14

Fourteen years ago
I met Sean by accident.  He had other plans and I was hanging out with my siblings.  It was a New Year's Eve party.  There were drinks and music and he drove a spectacularly unspectacular car which we filled with the trash and took to the dumpster.  We kissed by the trash.  He was nice.  I had fun.  I had no expectations to see him again.

I met Sean by accident and then I emailed him with purpose.  He was in Kosovo.  It seemed far away and vaguely dangerous as 2000 became 2001.  I wanted to be supportive of someone far from home doing something for the greater good, even if I had no idea what that entailed.  We emailed, which used to be for personal correspondence rather than promotions and sales.  He was nice.  I had fun. I thought it would be great to see him again.

Big things happened in the world.  Lives were lost and rearranged.  I hit send on a sad and bewildered email.  My phone rang, people used to use phones for talking, and I heard a sad and bewildered voice.  This was not a way to start anything related to romance, but it did anyway because he was grieving but still nice.  I learned a lot about him.  We made plans to see each other again.

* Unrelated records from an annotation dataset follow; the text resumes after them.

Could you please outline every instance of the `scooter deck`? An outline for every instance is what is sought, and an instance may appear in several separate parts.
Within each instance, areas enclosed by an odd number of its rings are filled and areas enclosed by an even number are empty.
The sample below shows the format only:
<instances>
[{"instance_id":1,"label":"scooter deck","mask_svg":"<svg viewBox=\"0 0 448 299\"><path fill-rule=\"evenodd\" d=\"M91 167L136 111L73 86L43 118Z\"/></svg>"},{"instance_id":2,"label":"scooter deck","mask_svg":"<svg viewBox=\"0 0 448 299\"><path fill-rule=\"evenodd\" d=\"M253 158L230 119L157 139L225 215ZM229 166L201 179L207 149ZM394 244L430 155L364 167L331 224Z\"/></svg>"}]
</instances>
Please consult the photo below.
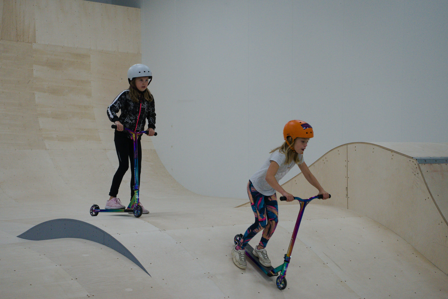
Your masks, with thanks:
<instances>
[{"instance_id":1,"label":"scooter deck","mask_svg":"<svg viewBox=\"0 0 448 299\"><path fill-rule=\"evenodd\" d=\"M127 209L94 209L92 210L93 212L132 212L134 213L134 210L132 209L129 209L129 208Z\"/></svg>"},{"instance_id":2,"label":"scooter deck","mask_svg":"<svg viewBox=\"0 0 448 299\"><path fill-rule=\"evenodd\" d=\"M275 271L273 271L275 270L275 269L272 266L270 267L265 267L260 263L258 257L254 255L254 254L252 253L254 248L251 246L247 244L246 245L245 250L246 252L246 255L252 260L255 263L255 265L258 266L261 269L262 271L264 272L265 274L269 277L277 276L278 275L278 273L276 273Z\"/></svg>"}]
</instances>

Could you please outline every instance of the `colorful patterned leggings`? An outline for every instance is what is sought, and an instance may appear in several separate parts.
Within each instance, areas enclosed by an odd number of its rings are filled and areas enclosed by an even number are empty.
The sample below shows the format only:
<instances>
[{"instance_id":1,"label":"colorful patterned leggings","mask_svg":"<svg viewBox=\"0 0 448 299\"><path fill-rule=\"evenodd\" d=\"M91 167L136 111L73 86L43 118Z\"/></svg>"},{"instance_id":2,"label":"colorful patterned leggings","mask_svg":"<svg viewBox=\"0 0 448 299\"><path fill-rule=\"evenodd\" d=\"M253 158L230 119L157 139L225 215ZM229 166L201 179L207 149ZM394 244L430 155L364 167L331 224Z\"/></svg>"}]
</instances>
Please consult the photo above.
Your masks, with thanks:
<instances>
[{"instance_id":1,"label":"colorful patterned leggings","mask_svg":"<svg viewBox=\"0 0 448 299\"><path fill-rule=\"evenodd\" d=\"M255 222L244 233L239 246L241 248L246 247L249 241L264 229L259 244L264 248L276 230L279 221L277 195L275 193L270 196L263 195L257 191L250 181L247 184L247 194L255 215Z\"/></svg>"}]
</instances>

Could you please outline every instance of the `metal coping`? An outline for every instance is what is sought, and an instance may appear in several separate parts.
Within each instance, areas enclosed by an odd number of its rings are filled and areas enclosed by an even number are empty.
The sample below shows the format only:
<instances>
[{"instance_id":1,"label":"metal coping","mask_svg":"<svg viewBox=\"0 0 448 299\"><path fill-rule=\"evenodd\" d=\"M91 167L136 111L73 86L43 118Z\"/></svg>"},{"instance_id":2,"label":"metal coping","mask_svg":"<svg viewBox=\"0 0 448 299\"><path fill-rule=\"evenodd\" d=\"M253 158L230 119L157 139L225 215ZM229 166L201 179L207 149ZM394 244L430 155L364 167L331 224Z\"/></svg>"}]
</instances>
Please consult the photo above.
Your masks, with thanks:
<instances>
[{"instance_id":1,"label":"metal coping","mask_svg":"<svg viewBox=\"0 0 448 299\"><path fill-rule=\"evenodd\" d=\"M414 157L419 164L447 164L448 157Z\"/></svg>"}]
</instances>

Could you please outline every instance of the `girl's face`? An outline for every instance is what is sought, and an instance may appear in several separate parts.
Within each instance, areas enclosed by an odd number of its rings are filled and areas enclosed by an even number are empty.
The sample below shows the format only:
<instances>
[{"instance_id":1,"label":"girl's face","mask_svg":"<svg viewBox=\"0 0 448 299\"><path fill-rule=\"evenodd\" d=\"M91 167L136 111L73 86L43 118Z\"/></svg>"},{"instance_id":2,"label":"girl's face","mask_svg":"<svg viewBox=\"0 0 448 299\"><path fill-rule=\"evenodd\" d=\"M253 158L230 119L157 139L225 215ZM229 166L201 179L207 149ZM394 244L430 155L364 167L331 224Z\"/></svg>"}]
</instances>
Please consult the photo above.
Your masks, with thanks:
<instances>
[{"instance_id":1,"label":"girl's face","mask_svg":"<svg viewBox=\"0 0 448 299\"><path fill-rule=\"evenodd\" d=\"M149 77L137 77L135 78L135 87L140 91L145 91L149 84Z\"/></svg>"},{"instance_id":2,"label":"girl's face","mask_svg":"<svg viewBox=\"0 0 448 299\"><path fill-rule=\"evenodd\" d=\"M308 145L308 142L310 140L309 138L301 138L297 137L294 141L294 149L297 154L303 154L303 151L306 148Z\"/></svg>"}]
</instances>

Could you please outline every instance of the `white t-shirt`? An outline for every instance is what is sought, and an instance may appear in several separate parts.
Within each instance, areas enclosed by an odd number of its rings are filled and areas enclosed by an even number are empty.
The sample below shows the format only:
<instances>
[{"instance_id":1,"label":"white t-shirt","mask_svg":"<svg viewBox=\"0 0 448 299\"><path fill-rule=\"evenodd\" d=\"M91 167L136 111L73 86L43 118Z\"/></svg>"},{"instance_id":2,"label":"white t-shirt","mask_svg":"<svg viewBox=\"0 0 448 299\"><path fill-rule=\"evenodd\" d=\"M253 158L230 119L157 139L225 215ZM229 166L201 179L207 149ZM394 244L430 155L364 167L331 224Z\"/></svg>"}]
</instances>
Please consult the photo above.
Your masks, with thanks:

I met Sean by accident.  We emailed and then talked.  We saw each other again.  I got on a plane.  He tripped on my brother and sister-in-law's threshold when he picked me up for our first real date.  We talked more.  It was easier than I thought it would be; I'm not good at talking or small talk or social situations.  Sean is good enough for the both of us.  He was nice.  I had fun.  I thought he lived too far away to get too excited.  I went home.  I was pretty sure we'd see each other again.

He met my family.  I met his.  We met each other's friends and made some together.  We lived apart and saw each other.  We emailed and talked.  I met him by accident and fell for him in the same way.  We got engaged.  We found out he'd be leaving for Iraq.  We got married earlier than we'd planned.  He was nervous.  It was fun.  I had the best time.  I knew I'd get to see him for the rest of my life.

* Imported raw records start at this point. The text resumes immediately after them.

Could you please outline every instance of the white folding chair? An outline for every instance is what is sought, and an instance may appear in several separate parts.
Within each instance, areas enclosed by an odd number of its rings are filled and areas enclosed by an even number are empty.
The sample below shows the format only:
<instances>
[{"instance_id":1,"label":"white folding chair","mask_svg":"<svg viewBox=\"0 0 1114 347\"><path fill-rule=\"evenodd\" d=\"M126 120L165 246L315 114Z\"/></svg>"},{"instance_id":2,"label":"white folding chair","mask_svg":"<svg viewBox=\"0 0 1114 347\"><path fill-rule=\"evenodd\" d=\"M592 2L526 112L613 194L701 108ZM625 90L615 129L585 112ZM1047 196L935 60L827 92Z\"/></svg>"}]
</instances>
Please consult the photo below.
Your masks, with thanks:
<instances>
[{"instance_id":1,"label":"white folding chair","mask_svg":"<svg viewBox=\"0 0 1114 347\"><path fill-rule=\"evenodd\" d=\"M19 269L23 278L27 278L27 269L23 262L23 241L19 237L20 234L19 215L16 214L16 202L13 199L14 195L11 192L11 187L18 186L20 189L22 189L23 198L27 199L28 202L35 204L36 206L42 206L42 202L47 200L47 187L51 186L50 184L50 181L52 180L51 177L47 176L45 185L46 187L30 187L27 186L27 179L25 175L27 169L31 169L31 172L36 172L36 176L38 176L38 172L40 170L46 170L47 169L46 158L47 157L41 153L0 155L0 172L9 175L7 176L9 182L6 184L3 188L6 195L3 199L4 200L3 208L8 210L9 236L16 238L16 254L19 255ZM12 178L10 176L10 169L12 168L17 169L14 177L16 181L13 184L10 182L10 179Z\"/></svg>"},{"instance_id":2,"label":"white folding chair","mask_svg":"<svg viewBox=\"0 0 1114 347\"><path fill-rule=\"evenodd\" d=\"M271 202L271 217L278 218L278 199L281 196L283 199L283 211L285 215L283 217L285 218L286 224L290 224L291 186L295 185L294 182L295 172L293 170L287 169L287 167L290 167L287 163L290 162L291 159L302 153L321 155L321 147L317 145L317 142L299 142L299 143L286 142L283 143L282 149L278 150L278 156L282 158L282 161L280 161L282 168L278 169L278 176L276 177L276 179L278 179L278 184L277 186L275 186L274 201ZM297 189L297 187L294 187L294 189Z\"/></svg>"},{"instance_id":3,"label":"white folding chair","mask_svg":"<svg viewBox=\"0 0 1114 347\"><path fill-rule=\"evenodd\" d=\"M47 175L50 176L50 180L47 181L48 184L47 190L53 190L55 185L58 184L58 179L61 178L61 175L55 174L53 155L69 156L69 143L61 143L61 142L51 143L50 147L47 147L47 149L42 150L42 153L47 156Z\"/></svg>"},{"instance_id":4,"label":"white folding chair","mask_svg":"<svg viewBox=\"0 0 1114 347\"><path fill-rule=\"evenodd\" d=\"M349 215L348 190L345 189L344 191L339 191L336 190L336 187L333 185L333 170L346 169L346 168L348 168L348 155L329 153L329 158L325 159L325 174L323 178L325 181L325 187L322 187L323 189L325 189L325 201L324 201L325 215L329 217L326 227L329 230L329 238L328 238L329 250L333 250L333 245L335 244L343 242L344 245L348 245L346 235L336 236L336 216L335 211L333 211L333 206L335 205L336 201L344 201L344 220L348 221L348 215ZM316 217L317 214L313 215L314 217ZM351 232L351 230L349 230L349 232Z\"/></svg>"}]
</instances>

We got a puppy, had kids, moved, spent time apart, spent time together.  We had losses.  We had great fortune.  We learned some hard lessons.  We were never perfect at whatever we were doing, but we always had each other.  It's been 14 years and we still don't know how to do this perfectly.  But Sean's still nice.  He's still kind, fiercely loyal, and earnest with his intentions.  He still smiles wide and laughs easily.  He is better than the man I married 14 years ago because he keeps the lessons we've learned with him while he keeps his heart and mind open.  He is nice.  I'm still having fun.

I met Sean by accident.  What a lucky, lucky thing.